À ce propos, il y a lieu de reconnaître que tous les messages de condamnation de cet acte odieux ne sont que de la pure diversion. Leurs auteurs veulent tout simplement endormir la RDC alors que les Congolais savent pertinement bien que ces gens ont déjà choisi leur camp.
L’heure est arrivée de se déterminer
C’est depuis plusieurs décennies que la partie orientale de la RDC est en proie à une insécurité récurrente dont le bilan fait état de plusieurs morts et déplacés internes. La principale cause de ce drame est la convoitise des fabuleuses ressources minières de la RDC par quelques multinationales qui utilisent les pays voisins, notamment le Rwanda et l’Ouganda pour se livrer aux pillages et trafic illicite de ces minerais.
Cependant, il faut reconnaître le rôle néfaste de nombreux Congolais dans ce drame que connaît leur pays à cause de leur complicité et trahison. Certains politiciens, aujourd’hui dans le camp au pouvoir, ont transité par Kigali et Kampala pour créer leurs mouvements rebelles. Sur ce point, les Congolais sont les premiers ennemis de leur pays, et nos voisins connaissent les points faibles de ceux qui font la politique en RDC. Aujourd’hui la preuve est là avec la fameuse Alliance Fleuve Congo (AFC) de Corneille Nangaa. Bien que sachant qu’il n’est qu’une simple marionnette, il y a des Congolais qui n’ont pas hésité à le rejoindre dans cette aventure visiblement sans issue.
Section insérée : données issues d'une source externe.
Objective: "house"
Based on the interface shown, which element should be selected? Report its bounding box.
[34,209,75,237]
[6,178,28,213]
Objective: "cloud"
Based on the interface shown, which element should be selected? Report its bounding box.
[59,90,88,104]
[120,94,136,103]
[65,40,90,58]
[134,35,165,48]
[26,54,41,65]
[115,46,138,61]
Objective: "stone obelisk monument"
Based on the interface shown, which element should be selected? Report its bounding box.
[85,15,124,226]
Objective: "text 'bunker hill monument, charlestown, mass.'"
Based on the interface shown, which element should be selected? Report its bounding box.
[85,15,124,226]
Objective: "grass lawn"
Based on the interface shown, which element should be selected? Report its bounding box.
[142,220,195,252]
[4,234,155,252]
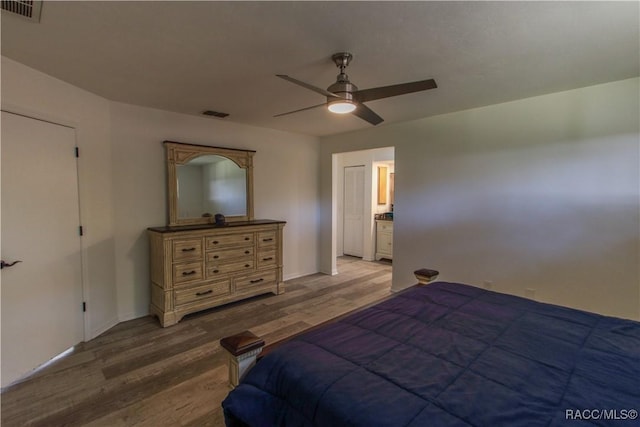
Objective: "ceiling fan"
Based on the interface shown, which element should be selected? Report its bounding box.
[274,52,438,125]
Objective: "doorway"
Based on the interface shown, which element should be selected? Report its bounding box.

En outre, ce qui se passe au front avec les officiers qui commandent les troupes ne doit que conforter les ennemis de notre pays dans leur mépris vis-à-vis de nous. Qui peut comprendre qu’un responsable digne de ce nom et doublé de patriotisme, puisse se permettre de détourner les fonds destinés aux hommes qui ont accepté de se sacrifier pour la défense de l’intégrité territoriale ?
Pour qui nous prennent nos agresseurs lorsqu’ils nous voient pleins dans les débits de boissons, en train de nous trémousser matin, midi, soir et nuit alors que nos compatriotes de l’est côtoient quotidiennement la mort ?
Comme il est établi que nous n’avons pas que le Rwanda comme adversaire et qu’il est notoirement porté à bout de bras par ceux que nous connaissons, personne ne peut empêcher la RDC d’aller voir ailleurs. La conclusion des accords de coopération bi ou multi latérale est l’une des prérogatives de souveraineté des États. Par rapport à l’humiliation que le Rwanda nous fait subir, les autorités congolaises ne doivent pas tergiverser. L’heure des grandes et graves décisions est arrivée pour le bien de leurs administrés.